Das aktuelle Tape der Dorks aus Melbourne begrüßt einen in den ersten Takten mit einem Sound als wären Motörhead auf ’nem Surftrip hängen geblieben. Nachfolgend pegelt sich sich das ganze in einem Spektrum zwischen Garage Punk, etwas angeschrägtem alten Hardcorezeugs á la Noxious Fumes, gemischtem Krempel der KBD-Varietät und einem satten Stooges-Nachbrenner ein. Auch jüngere Bands wie Temple Dogs, Cement Shoes, Rinse oder Fried Egg stehen dem sicher nicht allzu fern.
Wie zu erwarten ist die neueste EP der Freakees aus Los Angeles mal wieder ’ne kleine Bombe geworden und hat sich die Veröffentlichung auf Neck Chop Records so was von verdient.

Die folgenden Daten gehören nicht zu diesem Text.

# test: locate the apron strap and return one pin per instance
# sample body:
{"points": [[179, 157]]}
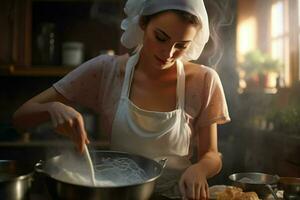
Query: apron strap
{"points": [[129, 71], [180, 84]]}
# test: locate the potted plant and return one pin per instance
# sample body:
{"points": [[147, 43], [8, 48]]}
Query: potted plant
{"points": [[260, 69]]}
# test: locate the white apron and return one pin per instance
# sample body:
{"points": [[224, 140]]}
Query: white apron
{"points": [[153, 134]]}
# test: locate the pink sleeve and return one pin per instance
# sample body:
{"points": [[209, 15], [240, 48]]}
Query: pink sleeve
{"points": [[82, 85], [213, 107]]}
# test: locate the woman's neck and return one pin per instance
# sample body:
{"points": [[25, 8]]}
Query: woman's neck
{"points": [[149, 69]]}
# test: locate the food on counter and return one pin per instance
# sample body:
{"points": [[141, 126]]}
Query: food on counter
{"points": [[248, 180], [235, 193]]}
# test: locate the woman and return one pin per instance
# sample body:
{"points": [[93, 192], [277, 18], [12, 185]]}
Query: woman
{"points": [[154, 103]]}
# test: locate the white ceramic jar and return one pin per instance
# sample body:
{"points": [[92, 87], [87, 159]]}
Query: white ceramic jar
{"points": [[72, 53]]}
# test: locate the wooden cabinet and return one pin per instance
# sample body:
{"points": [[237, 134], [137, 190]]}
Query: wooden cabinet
{"points": [[95, 24]]}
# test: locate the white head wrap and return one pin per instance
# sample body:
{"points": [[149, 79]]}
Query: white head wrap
{"points": [[133, 34]]}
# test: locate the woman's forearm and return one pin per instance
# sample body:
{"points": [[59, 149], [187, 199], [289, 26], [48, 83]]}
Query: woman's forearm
{"points": [[31, 114], [210, 163]]}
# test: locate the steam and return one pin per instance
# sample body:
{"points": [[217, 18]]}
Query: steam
{"points": [[220, 16]]}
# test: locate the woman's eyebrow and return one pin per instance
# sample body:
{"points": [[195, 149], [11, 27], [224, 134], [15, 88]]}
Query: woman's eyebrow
{"points": [[162, 32]]}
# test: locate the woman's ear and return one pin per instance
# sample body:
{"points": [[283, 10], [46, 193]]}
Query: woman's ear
{"points": [[142, 23]]}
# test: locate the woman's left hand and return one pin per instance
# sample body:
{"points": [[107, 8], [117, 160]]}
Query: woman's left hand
{"points": [[193, 184]]}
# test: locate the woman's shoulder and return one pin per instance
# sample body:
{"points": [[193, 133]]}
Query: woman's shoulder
{"points": [[197, 71]]}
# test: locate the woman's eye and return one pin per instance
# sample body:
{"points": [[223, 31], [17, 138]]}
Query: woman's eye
{"points": [[181, 46], [159, 38]]}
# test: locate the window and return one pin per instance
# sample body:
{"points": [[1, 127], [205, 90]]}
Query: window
{"points": [[280, 38], [272, 27]]}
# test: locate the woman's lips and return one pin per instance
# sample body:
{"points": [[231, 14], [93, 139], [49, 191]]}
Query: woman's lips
{"points": [[161, 60]]}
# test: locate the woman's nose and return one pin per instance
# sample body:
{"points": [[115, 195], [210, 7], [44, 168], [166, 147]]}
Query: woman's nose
{"points": [[169, 52]]}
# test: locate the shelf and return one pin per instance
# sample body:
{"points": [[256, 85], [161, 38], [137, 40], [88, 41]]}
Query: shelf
{"points": [[58, 71]]}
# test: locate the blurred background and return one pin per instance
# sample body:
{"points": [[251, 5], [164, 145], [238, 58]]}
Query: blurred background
{"points": [[254, 47]]}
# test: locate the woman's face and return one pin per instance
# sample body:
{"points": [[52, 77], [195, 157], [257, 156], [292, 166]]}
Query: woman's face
{"points": [[166, 38]]}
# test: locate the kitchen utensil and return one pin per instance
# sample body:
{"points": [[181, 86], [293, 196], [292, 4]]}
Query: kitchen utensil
{"points": [[290, 187], [261, 183], [63, 189], [15, 179]]}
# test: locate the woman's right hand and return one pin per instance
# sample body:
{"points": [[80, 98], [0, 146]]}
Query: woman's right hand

Ihr wisst was ihr zu erwarten habt: Einen arschtretenden Sound im Umfeld von Garage-/Fuzz-/KBD-Punk und Weirdcore, der schon länger keinen Duschkopf mehr von unten betrachtet hat.
Ihr ganz vorzügliches Demo ist noch gar nicht so lange her, da besorgt die Band aus Melbourne auch schon wieder erstklassigen Nachschlag von ihrem kaputten Lärm, den man irgendwo in der Wildnis zwischen klassisch krudem Killed By Death-Gerümpel, Garage- und Fuzz Punk, Noise- und Weirdcore verorten kann.